Adapun beberapa produk yang ditawarkan oleh pengadaian, yaitu :
A. Bisnis Inti
1. KCA (Kredit Cepat Aman)
KCA adalah layanan kredit berdasarkan hukum gadai dengan pemberian pinjaman
mulai dari Rp. 20.000,- sampai dengan Rp. 200.000.000,-. Jaminannya berupa barang
bergerak, baik barang perhiasan emas dan berlian, peralatan elektronik, kendaraan
maupun alat rumah tangga lainnya. Jangka waktu kredit maksimum 4 bulan atau 120
hari dan pengembaliannya dilakukan dengan membayar uang pinjaman dan sewa
modalnya.
B. Bisnis Non Inti
2. Kreasi (Kredit Angsuran Fidusia)
Layanan ini ditujukan kepada pengusaha mikro dan kecil sebagai alternatif
pemenuhan modal usaha dengan penjaminan secara fidusia dan pengembalian
pinjamannya dilakukan melalui angsuran. Kredit Kreasi merupakan modifikasi dari
produk lama yang sebelumnya dikenal dengan nama Kredit Kelayakan Usaha
Pegadaian. Agunan yang diterima saat ini adalah BPKB kendaraan bermotor (mobil
atau sepeda motor).
3. Krasida (Kredit Angsuran Sistem Gadai)
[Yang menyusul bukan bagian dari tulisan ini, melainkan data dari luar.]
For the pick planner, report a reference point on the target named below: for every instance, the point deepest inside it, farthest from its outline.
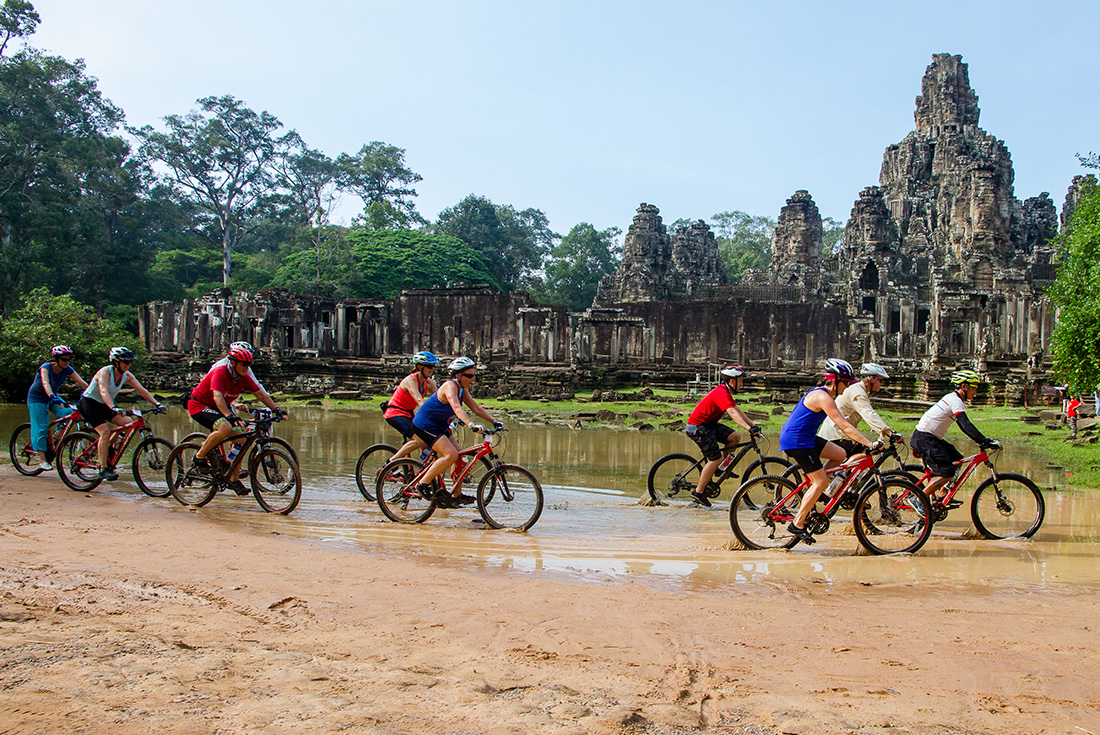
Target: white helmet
(873, 369)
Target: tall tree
(222, 160)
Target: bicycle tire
(78, 461)
(276, 480)
(509, 496)
(750, 513)
(673, 476)
(1008, 506)
(370, 464)
(21, 453)
(191, 487)
(396, 495)
(150, 465)
(892, 517)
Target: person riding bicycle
(855, 404)
(211, 403)
(97, 403)
(927, 441)
(704, 429)
(409, 395)
(42, 399)
(800, 440)
(431, 424)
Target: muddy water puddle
(592, 527)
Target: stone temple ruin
(941, 265)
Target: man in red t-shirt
(210, 404)
(705, 430)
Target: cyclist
(410, 394)
(97, 403)
(431, 424)
(42, 399)
(928, 443)
(801, 442)
(211, 403)
(705, 430)
(855, 404)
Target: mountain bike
(78, 456)
(26, 460)
(675, 476)
(508, 495)
(889, 515)
(274, 475)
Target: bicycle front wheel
(276, 480)
(188, 484)
(24, 459)
(892, 517)
(151, 460)
(396, 492)
(759, 516)
(509, 496)
(673, 476)
(1008, 506)
(370, 464)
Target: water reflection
(593, 529)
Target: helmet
(460, 363)
(425, 358)
(122, 353)
(733, 371)
(839, 369)
(961, 376)
(873, 369)
(241, 354)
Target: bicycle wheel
(673, 476)
(78, 461)
(396, 492)
(188, 484)
(509, 496)
(151, 459)
(1008, 506)
(24, 459)
(276, 480)
(370, 463)
(892, 517)
(757, 522)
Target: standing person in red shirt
(705, 430)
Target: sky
(586, 109)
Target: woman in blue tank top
(801, 442)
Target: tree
(575, 265)
(378, 176)
(1076, 341)
(222, 161)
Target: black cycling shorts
(810, 460)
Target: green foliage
(1076, 340)
(576, 264)
(46, 320)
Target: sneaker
(701, 500)
(803, 535)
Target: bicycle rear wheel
(1008, 506)
(396, 492)
(892, 517)
(509, 496)
(24, 459)
(276, 480)
(150, 462)
(187, 483)
(673, 476)
(370, 463)
(759, 516)
(78, 461)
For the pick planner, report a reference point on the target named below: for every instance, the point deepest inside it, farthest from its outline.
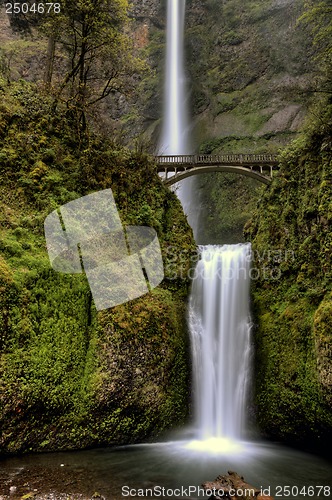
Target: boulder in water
(233, 486)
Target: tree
(94, 36)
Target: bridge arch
(179, 176)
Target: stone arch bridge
(174, 168)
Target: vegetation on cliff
(291, 235)
(72, 377)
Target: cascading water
(175, 138)
(220, 334)
(175, 134)
(219, 315)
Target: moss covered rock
(292, 244)
(72, 377)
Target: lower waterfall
(219, 321)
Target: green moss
(72, 377)
(293, 311)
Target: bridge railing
(215, 159)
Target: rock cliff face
(291, 235)
(72, 377)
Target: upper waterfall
(175, 132)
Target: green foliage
(292, 295)
(318, 18)
(72, 377)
Merupakan pemberian pinjaman kepada para pengusaha mikro-kecil (dalam rangka
pengembangan usaha) atas dasar gadai yang pengembalian pinjamannya dilakukan
melalui angsuran.
4. Krista (Kredit Usaha Rumah Tangga)
Merupakan pemberian pinjaman kepada ibu-ibu kelompok usaha rumah tangga
sangat mikro yang membutuhkan dana dalam bentuk pinjaman modal kerja yang
pengembalian pinjamannya dilakukan melalui angsuran.
5. Kremada (Kredit Perumahan Swadaya)
Merupakan pemberian pinjaman kepada masyarakat berpenghasilan rendah untuk
membangun atau memperbaiki rumah dengan pengembalian secara angsuran.
Pendanaan ini merupakan kerja sama dengan Menteri Perumahan Rakyat.
6. KTJG (Kredit Tunda Jual Gabah)
Diberikan kepada para petani dengan jaminan gabah kering giling. Layanan kredit ini
ditujukan untuk membantu para petani pasca panen agar terhindar dari tekanan akibat
fluktuasi harga pada saat panen dan permainan harga para tengkulak.
7. Investa (Gadai Efek)
Gadai Efek merupakan pemberian pinjaman kepada masyarakat dengan agunan
berupa saham dengan sistem gadai.
8. Kucica (Kiriman Uang Cara Instan, Cepat dan Aman)
Adalah produk pengiriman uang dalam dan luar negeri yang bekerjasama dengan
Western Union.
9. Kagum (Kredit Serba Guna untuk Umum)
Merupakan layanan kredit yang ditujukan bagi pegawai berpenghasilan tetap.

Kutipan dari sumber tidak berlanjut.